Since they don't wrap around the shape of your finger, most scanners only detect a partial print. That's why you have to raise and lower your finger, and move it around when setting up TouchID on iOS or fingerprint unlocks on Android — you won't place your finger on a scanner in exactly the same way every time.
Much of the time, biometric systems don't merge partial prints together to create a full image of your fingerprint. Instead, they compare scans against the partial records.
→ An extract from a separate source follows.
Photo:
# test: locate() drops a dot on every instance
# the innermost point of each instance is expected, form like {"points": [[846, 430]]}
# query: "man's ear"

That increases the likelihood that a bad actor could match a part of your print with a computer-generated one.
DeepMasterPrints also take advantage of the fact that, while full fingerprints are unique, they often share attributes. So a synthetic fingerprint that includes many of these common features has more chance of working than one that's completely randomized.
With those factors in mind, the researchers created a neural network that sought to create prints matching a range of partial fingerprints. They trained a generative adversarial network using a dataset of real prints.
The DeepMasterPrints look convincingly like actual fingerprints, so they could fool humans too. A previous method, MasterPrints, turned out phony prints with spiky, angled edges that would immediately strike a human as fake, even if they could dupe scanners.
The researchers hope their work will prompt companies to make biometric systems more secure. "Without verifying that a biometric comes from a real person, a lot of these adversarial attacks become possible," Philip Bontrager, of NYU's engineering school, told Gizmodo. "The real hope of work like this is to push toward liveness detection in biometric sensor."